Moda Sahnesi oyunu “Babamı Kim Öldürdü?” 19 Aralık 21.00’de evlerinize konuk oluyor. Yalnızca bir baba oğul çatışmasını değil, baskı ve sömürü düzeninin haksızlıklarını da anlatan oyun, “Bu, hepimizin hikâyesi” mesajı veriyor.

O, hepimizin babası

Hilal Solmaz

Kemal Aydoğan’ın yönetmenliğini üstlendiği, Onur Ünsal’ın oynadığı tek kişilik oyun; ırkçılık, sömürü, cinsiyetçilik, ekonomik bunalım, nefret suçu, ayrımcılık temalarına odaklanıyor.

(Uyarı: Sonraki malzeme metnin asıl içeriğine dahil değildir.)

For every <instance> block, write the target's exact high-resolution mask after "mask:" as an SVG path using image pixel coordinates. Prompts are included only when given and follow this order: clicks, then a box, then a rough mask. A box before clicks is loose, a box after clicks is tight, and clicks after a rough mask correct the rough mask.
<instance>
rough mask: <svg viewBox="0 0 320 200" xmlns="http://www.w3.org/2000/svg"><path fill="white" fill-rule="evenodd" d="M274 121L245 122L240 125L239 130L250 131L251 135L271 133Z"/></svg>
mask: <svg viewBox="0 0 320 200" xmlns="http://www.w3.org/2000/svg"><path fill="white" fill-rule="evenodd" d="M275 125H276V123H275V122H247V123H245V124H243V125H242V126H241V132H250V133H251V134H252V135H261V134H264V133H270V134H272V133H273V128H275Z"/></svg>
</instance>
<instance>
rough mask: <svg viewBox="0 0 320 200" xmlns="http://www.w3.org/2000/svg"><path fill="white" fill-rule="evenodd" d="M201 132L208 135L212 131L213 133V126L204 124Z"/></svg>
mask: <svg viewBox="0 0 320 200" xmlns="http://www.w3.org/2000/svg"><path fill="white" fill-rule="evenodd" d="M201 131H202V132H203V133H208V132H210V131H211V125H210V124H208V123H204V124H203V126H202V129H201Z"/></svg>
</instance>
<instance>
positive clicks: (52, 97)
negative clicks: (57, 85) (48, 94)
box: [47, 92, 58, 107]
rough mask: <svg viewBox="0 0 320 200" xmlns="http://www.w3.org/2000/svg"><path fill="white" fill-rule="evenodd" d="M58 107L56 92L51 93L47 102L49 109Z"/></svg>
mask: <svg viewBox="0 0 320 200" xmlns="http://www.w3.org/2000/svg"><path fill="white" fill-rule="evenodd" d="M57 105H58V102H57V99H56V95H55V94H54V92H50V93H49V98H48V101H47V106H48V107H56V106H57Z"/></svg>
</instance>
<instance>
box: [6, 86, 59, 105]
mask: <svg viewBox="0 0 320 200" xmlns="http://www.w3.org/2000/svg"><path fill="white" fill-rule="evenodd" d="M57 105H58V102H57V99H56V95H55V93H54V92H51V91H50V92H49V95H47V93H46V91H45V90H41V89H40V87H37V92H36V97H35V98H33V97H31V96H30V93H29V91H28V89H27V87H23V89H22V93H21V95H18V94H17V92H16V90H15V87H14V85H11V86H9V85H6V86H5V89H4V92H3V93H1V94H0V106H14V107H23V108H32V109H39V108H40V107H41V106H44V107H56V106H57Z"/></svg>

Oyunun yazarı, çağdaş edebiyatın önemli temsilcilerinden 28 yaşındaki Edouard Louis. Genç yazar sosyal şiddetin mekanizmalarını deşifre ediyor ve kendi aile deneyimine dayanarak sistemi sorguluyor. Öfkeli bir portre olan Babamı Kim Öldürdü? bazense şefkate dönüşüyor. Oyun yalnızca bir baba oğul çatışmasını değil, baskı ve sömürü düzeninin haksızlıklarını da anlatıyor. Yani, “Bu, hepimizin hikâyesi’ diyor.


Tek kişilik oyunda Onur Ünsal, dikkatinizin dağılmasına kesinlikle izin vermiyor. Ünsal, mükemmel oyunculuk performansıyla oyunun nasıl toplumsal gerçekliğe evrildiğine adım adım tanıklık etmemizi istiyor.

Sahnede sade bir dekor var. Bir tarafta çalışma masası diğer tarafta ise bir hasta yatağı. Oyun başlarken siz yatağın boş olduğunu sansanız da dakikalar sonra harap olmuş bedeni, yorgun elleri ve takatsiz bakışlarıyla bir fabrika işçisiyle tanışıyorsunuz.

SÖZ KONUSU KAPİTALİZMSE FRANSIZ KALAMIYORUZ

Bir masada oturan, başı ellerinde bu genç adam Kuzey Fransa’da küçük, yoksul kasabada bir işçi sınıfının evine davet ediyor izleyiciyi. Babasına bakıyor ve bu bedenin nasıl böyle bakıma muhtaç hale geldiğini sorguluyor. İnsanları ve onların ilişkilerini ezen tahakküm mekanizmalarını deşifre ediyor. Genç adam anlattıkça hikâyenin ne kadar bizim ülkemize benzediğini görüyoruz. Baba çalıştığı bir fabrikada iş kazası geçiriyor ve yatağa bağımlı yaşamak zorunda kalıyor. Ancak devletten sosyal yardım alamıyor. Oyunu izlerken, Soma Maden Faciası’nda yaşamını yitirenler geliyor hemen aklımıza. 301 işçinin, ailelerinin yaşadıklarını kim unutabilir ki? Ya ardından gelen 15 yıllık ceza vicdanları rahatlatabilir mi? Söz konusu kapitalizm olunca anlatılanlara çok da Fransız kalamıyoruz.

o-hepimizin-babasi-817417-1.

Kapitalizm tarihi boyunca burjuvazi, bu düzenin sürdürülebilmesi için işçinin hem daha fazla üretmesini hem de bu sömürüye rıza göstermesini sağlayacak yöntemler geliştirmeye devam ediyor. Buna karşılık ülkemizde “sarı baret” Fransa’da “sarı yelek” mücadelenin simgesi oluyor.

İstanbul’da ardı ardına dev konutlar yükselirken orada meydana gelen iş kazaları, medyada birkaç dakikalık haberin ötesini geçebildi mi? Ya da her akşam televizyonlarımızda izlediğimiz koronavirüs tablosunda açıklanan vaka sayısındaki hayatları kimse merak etti mi? Bir hayatın değerli olabilmesi için kaç vaka daha olması gerekir?

Oyuna dönecek olursak, genç adam, iş kazası nedeniyle yatağa bağımlı kalan babasını kimin bu hale getirdiğini soruyor. Suçluları da oyunun sonunda buluyor. Kemal Aydoğan’ın ustalıkla sahneye koyduğu oyundan, pek çok soruyla ayrılıyorsunuz. Siz de uğradığımız haksızlıkların sorumlularını bulmak istiyorsanız “Babamı Kim Öldürdü?” oyunu tam size göre.